Sundarbans, India and Bangladesh
In another 50 years, the world’s largest mangrove forest would be no more. Sundarbans, spread over 10,000-kilometre squares in India and Bangladesh, are not only a sustaining ecosystem but also home to the already-endangered Royal Bengal Tiger. The forest across land and water is suffering from rising water levels and human interference and is thereby shrinking rapidly.
Mount Kilimanjaro, Tanzania
The highest point in Africa, the snowy caps of Mount Kilimanjaro were made famous by Ernest Hemingway’s The Snows of Kilimanjaro, but those seem to be the days of past. Estimations suggest that by 2033 the snow caps on the mountain will melt forever, thinning top-down and drying the area completely. In fact, from 1912 to 2007, the glaciers shrank by 85 per cent and the pace has only accelerated since.
Great Barrier Reef, Australia
Over-tourism, climate change, overfishing and sea traffic: The Great Barrier Reef has it all. The largest coral reef in the world is slowly shrinking, down to half its size in the past three decades. The rising temperatures kill the corals, while acid pollution in waters leads to their bleaching.
If Antarctica were to melt, it would cause widespread change on Earth, affecting over a billion lives. And so, the responsibility of conserving it lies with the world on the whole. For travellers, a visit to Antarctica is a true privilege, not afforded by many. Hand in hand with responsible tourism, perhaps Antarctica is a great way to see a world unpolluted by humans and realise the role we play in climate change.
One of the most popular cities in the world, this may already be on everyone’s bucket lists. A hub of culture, canals and cuisine, it attracts plenty of people every year. But Venice is in danger from the rising sea levels, and the city suffers from flood and might sink before the turn of the century.

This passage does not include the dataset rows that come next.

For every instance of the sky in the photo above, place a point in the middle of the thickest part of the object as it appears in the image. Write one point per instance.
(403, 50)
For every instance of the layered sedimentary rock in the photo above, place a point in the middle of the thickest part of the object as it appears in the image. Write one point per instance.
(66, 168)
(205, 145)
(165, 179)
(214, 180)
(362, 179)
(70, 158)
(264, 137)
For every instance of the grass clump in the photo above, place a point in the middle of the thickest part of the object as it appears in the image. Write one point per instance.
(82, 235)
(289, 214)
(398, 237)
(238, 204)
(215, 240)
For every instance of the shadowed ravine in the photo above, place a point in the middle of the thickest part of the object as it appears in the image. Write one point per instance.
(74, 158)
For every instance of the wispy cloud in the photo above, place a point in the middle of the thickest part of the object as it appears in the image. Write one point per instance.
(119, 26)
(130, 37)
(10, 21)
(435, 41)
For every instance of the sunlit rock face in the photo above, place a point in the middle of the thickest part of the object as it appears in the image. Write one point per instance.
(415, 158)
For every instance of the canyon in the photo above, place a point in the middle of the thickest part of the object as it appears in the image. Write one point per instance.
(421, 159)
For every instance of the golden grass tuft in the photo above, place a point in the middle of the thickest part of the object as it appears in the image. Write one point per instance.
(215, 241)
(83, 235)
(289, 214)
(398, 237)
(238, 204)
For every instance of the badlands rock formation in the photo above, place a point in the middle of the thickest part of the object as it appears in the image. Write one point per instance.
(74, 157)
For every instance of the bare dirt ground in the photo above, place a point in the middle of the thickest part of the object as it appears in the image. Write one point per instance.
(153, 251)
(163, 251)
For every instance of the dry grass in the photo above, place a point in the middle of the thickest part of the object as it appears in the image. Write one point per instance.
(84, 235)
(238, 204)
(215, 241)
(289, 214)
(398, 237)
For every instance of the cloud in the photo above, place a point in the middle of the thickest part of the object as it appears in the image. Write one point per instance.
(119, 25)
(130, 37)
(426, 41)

Fragments of this frozen ocean keep melting due to excess heat and while the loss of arctic might sound colossal and otherworldly, it is not entirely unimaginable. The rising global temperatures hit the area harshly, affecting life in the ecosystem. Facing the brunt of this, are the polar bears that can hardly survive the changing environment.
The Alps, Europe
Not only do they sit lower than the other mountain ranges, but the Alps also lose around 3 per cent of their glacial ice every year. At such a rapid rate, the glaciers might cease to exist by 2050, not only affecting the continent but also the avid winter sports industry. Skiing and hiking in the snow-laden slopes of the Alps would remain but a dream.
This pretty collective of islands in the Indian Ocean is a flat area, with no mountains and rivers on them. The island, already quite low-lying at eight feet above the sea level, is sinking rapidly and might completely submerge in a hundred years.
The Dead Sea, Israel
Bordering Jordan and Israel, the Dead Sea is endlessly fascinating and the backdrop of several cool selfies. However, the sea is reducing in size, a third of the area is gone in the last four decades. Shrinking due to the overuse of River Jordan, it doesn’t help that it is one of lowest points on earth.
The Amazon, Brazil
Losing the Amazon would not only be tragic for life on Earth but there would be no turning back. The lush rainforests and the river basin, make up the largest rainforest in the world and a rich source of oxygen and biodiversity. Deforestation, mining and forest fires continuously threaten the already-fragile habitat.